On the cohomology and deformations of differential graded algebras Original Research Article

In this paper we work out the deformation theory for differential graded algebras (dgaʹs) and for differential graded Hopf algebras (dghaʹs). The constructions generalize the theory of deformations of algebras developed in late sixties by Gerstenhaber and of Hopf algebras, introduced more recently by Gerstenhaber and Schack and the authors. Namely, we introduce a cohomology theory for dgaʹs and for dghaʹs, “controlling” their deformations. Our main example of a dga will be the de Rham algebra Ω of a smooth algebraic variety.
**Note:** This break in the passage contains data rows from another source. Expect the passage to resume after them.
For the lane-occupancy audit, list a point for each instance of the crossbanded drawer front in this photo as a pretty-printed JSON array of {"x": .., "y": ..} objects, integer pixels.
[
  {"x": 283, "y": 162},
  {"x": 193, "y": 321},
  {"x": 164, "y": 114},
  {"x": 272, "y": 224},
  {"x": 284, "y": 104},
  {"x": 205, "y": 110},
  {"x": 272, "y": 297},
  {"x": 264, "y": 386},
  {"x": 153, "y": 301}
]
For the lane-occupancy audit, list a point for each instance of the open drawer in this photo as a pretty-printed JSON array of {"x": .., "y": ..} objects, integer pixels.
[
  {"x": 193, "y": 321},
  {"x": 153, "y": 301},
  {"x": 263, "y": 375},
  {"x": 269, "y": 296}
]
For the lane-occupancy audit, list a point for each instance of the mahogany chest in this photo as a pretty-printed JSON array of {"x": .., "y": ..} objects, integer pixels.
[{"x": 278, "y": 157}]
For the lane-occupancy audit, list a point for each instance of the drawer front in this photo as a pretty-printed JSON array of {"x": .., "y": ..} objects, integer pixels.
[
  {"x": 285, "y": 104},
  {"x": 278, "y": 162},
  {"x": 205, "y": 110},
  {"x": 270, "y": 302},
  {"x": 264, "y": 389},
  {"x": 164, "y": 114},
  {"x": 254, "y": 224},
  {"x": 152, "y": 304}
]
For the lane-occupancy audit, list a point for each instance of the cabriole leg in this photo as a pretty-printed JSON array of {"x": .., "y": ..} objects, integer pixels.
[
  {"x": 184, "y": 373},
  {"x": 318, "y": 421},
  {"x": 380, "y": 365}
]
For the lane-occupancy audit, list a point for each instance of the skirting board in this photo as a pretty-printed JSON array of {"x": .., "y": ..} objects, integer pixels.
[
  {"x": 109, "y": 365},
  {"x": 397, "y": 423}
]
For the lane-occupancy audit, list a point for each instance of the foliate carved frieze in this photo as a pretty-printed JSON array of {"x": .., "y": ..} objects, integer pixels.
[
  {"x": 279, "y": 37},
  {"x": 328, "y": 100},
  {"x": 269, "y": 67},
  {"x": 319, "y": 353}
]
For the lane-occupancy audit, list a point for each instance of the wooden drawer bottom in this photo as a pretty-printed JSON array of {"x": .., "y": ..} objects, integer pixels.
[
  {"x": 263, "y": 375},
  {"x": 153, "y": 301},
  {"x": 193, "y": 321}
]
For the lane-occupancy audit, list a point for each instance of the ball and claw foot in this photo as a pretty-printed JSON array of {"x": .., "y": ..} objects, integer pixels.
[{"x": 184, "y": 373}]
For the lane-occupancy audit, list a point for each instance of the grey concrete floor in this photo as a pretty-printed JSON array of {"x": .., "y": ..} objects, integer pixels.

We prove that H•(Ω, M) = H•(M) for any symmetric dg module M over Ω. From this result we deduce that the deformation cohomology of the de Rham algebra of a Lie group coincides with cohomology of its classifying space. We introduce the notion of a Poisson-de Rham Lie group — this is just a usual Poisson Lie group with a graded Poisson bracket on its de Rham algebra extending the Poisson bracket on functions. We prove that for any simple Lie group G the standard Poisson structure cannot be extended to a Poisson-de Rham structure. Hence, there are no deformations of the de Rham algebra of G extending the Drinfeld-Jimbo deformation.